Articles | Volume 6, issue 3
https://doi.org/10.5194/amt-6-837-2013
https://doi.org/10.5194/amt-6-837-2013
Research article
 | 
27 Mar 2013
Research article |  | 27 Mar 2013

High accuracy measurements of dry mole fractions of carbon dioxide and methane in humid air

C. W. Rella, H. Chen, A. E. Andrews, A. Filges, C. Gerbig, J. Hatakka, A. Karion, N. L. Miles, S. J. Richardson, M. Steinbacher, C. Sweeney, B. Wastine, and C. Zellweger

Abstract. Traditional techniques for measuring the mole fractions of greenhouse gases in the well-mixed atmosphere have required dry sample gas streams (dew point < −25 °C) to achieve the inter-laboratory compatibility goals set forth by the Global Atmosphere Watch programme of the World Meteorological Organisation (WMO/GAW) for carbon dioxide (±0.1 ppm in the Northern Hemisphere and ±0.05 ppm in the Southern Hemisphere) and methane (±2 ppb). Drying the sample gas to low levels of water vapour can be expensive, time-consuming, and/or problematic, especially at remote sites where access is difficult. Recent advances in optical measurement techniques, in particular cavity ring down spectroscopy, have led to the development of greenhouse gas analysers capable of simultaneous measurements of carbon dioxide, methane and water vapour.
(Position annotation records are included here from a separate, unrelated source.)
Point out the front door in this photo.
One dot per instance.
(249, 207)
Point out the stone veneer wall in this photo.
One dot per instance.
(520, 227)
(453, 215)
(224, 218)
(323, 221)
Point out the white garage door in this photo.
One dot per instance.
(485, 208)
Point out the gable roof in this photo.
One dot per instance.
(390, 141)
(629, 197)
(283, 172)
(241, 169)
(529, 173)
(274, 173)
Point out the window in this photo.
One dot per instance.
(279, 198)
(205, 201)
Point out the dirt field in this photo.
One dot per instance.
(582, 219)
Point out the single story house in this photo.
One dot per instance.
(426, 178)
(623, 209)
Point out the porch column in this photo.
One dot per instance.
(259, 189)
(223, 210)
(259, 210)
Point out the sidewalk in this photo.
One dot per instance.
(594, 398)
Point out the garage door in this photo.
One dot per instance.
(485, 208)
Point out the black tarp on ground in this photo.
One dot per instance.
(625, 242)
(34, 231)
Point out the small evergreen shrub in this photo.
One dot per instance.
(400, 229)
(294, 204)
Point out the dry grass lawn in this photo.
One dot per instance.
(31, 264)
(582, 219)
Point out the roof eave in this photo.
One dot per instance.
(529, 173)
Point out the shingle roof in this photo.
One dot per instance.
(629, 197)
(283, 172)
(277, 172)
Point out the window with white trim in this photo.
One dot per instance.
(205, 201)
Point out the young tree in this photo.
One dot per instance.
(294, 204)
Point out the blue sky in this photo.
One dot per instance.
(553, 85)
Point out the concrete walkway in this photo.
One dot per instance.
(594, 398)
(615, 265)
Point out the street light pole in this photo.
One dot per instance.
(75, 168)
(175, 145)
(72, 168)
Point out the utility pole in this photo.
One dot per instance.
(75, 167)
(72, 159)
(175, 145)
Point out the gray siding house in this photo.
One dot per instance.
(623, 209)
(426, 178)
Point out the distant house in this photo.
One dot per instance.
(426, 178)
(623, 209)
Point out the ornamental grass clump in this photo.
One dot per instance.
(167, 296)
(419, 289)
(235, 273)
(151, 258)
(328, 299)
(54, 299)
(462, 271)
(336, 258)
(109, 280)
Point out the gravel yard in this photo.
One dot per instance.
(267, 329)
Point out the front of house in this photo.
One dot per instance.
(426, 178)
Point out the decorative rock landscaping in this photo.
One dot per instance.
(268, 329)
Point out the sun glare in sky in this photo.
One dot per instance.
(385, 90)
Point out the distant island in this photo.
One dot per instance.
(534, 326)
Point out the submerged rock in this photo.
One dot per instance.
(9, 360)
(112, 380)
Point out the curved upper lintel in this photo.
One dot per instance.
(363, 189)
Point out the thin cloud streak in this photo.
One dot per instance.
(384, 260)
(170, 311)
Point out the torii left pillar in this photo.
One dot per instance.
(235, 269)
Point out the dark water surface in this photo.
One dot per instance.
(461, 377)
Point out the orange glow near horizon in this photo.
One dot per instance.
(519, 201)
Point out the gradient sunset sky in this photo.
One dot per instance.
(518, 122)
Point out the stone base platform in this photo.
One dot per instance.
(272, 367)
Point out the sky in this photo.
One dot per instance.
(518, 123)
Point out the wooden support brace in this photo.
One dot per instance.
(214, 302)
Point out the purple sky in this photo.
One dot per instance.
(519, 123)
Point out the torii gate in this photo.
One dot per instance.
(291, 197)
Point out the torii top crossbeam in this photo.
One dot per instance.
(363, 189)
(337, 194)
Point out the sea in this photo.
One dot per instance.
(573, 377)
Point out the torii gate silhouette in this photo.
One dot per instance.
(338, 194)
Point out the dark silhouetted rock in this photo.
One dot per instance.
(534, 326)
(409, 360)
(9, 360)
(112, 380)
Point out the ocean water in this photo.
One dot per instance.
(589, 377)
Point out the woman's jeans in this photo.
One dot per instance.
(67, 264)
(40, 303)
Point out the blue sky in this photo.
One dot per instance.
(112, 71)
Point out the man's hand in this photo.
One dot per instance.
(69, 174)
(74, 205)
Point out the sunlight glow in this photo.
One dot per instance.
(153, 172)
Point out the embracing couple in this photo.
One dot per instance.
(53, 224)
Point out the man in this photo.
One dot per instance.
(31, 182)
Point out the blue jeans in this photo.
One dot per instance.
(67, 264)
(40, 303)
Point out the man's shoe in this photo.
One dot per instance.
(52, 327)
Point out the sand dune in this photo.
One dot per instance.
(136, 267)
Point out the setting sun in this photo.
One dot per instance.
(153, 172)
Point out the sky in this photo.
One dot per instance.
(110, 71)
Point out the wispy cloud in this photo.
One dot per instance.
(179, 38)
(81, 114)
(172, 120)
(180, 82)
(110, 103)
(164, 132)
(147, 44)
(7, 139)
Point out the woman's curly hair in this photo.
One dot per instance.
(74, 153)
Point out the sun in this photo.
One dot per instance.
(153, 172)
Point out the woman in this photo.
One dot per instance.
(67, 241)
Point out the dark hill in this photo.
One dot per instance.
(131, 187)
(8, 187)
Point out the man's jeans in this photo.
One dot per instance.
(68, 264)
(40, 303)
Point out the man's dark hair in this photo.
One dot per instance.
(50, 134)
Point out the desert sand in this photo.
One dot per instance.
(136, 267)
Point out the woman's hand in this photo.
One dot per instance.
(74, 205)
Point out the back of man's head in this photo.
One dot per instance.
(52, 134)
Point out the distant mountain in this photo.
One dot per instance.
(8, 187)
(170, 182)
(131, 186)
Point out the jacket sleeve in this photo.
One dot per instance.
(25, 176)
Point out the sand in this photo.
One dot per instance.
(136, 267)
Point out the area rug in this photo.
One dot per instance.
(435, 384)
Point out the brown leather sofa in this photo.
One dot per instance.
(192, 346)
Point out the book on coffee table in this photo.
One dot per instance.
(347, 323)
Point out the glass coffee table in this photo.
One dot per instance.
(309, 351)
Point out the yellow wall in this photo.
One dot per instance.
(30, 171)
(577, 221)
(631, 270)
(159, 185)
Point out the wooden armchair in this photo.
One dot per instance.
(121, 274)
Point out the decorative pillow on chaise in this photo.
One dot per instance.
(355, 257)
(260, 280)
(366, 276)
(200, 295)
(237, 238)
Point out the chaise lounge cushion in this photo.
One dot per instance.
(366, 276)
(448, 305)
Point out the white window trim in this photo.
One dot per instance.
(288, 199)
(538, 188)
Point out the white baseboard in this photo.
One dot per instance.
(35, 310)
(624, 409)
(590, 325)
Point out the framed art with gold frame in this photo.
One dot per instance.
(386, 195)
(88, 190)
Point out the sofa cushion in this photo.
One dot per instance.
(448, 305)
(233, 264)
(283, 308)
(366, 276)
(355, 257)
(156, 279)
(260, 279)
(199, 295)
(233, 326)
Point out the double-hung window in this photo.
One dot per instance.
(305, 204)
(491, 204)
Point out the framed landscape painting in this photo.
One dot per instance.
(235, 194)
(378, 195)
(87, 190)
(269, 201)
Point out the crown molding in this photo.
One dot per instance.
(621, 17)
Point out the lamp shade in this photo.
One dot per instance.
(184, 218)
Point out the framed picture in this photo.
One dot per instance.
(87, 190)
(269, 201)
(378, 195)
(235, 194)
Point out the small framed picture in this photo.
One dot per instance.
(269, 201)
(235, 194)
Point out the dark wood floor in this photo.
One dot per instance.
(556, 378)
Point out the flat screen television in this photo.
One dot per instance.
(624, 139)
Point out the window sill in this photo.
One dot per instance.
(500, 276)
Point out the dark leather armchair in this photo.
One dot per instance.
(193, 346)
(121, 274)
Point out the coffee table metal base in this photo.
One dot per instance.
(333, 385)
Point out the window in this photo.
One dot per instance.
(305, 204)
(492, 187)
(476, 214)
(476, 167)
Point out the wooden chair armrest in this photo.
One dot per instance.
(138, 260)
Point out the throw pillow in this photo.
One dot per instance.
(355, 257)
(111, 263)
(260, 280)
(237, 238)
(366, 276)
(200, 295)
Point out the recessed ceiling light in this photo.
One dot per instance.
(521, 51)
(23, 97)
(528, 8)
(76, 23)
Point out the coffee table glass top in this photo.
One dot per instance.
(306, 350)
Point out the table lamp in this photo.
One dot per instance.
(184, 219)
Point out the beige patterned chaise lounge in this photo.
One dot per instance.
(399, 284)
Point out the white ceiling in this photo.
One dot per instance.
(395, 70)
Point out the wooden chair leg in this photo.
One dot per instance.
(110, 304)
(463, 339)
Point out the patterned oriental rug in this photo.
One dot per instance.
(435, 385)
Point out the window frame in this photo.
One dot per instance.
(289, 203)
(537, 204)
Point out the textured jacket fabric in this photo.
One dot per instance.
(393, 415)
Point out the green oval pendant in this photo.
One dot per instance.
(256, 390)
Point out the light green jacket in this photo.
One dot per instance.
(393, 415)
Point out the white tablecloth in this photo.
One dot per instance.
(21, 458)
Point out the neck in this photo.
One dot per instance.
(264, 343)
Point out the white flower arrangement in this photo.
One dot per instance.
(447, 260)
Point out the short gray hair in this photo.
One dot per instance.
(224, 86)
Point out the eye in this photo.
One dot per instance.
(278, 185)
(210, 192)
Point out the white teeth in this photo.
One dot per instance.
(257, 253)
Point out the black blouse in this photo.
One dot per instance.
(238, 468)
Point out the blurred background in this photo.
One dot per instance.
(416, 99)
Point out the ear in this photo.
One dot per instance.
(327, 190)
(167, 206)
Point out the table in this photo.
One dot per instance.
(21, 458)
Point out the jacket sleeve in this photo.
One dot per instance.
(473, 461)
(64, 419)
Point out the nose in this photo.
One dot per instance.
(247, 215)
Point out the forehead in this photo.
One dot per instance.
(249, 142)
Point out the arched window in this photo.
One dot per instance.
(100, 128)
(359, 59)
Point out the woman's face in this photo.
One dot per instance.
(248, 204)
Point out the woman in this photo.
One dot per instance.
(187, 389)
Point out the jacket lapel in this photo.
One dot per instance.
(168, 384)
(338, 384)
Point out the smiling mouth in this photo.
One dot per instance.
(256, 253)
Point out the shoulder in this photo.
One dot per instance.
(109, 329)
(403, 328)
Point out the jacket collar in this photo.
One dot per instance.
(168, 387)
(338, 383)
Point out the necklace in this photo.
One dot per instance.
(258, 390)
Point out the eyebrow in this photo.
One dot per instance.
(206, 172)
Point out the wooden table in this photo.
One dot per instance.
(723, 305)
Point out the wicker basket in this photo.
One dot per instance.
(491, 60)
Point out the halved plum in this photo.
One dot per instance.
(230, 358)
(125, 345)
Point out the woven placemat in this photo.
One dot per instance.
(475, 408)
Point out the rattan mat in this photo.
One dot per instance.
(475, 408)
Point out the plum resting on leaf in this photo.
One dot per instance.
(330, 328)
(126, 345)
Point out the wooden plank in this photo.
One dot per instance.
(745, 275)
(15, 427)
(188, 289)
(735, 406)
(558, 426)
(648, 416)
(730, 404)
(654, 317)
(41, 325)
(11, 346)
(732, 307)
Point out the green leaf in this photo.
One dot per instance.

Unlike many older technologies, which can suffer from significant uncorrected interference from water vapour, these instruments permit accurate and precise greenhouse gas measurements that can meet the WMO/GAW inter-laboratory compatibility goals (WMO, 2011a) without drying the sample gas. In this paper, we present laboratory methodology for empirically deriving the water vapour correction factors, and we summarise a series of in-situ validation experiments comparing the measurements in humid gas streams to well-characterised dry-gas measurements. By using the manufacturer-supplied correction factors, the dry-mole fraction measurements have been demonstrated to be well within the GAW compatibility goals up to a water vapour concentration of at least 1%. By determining the correction factors for individual instruments once at the start of life, this water vapour concentration range can be extended to at least 2% over the life of the instrument, and if the correction factors are determined periodically over time, the evidence suggests that this range can be extended up to and even above 4% water vapour concentrations.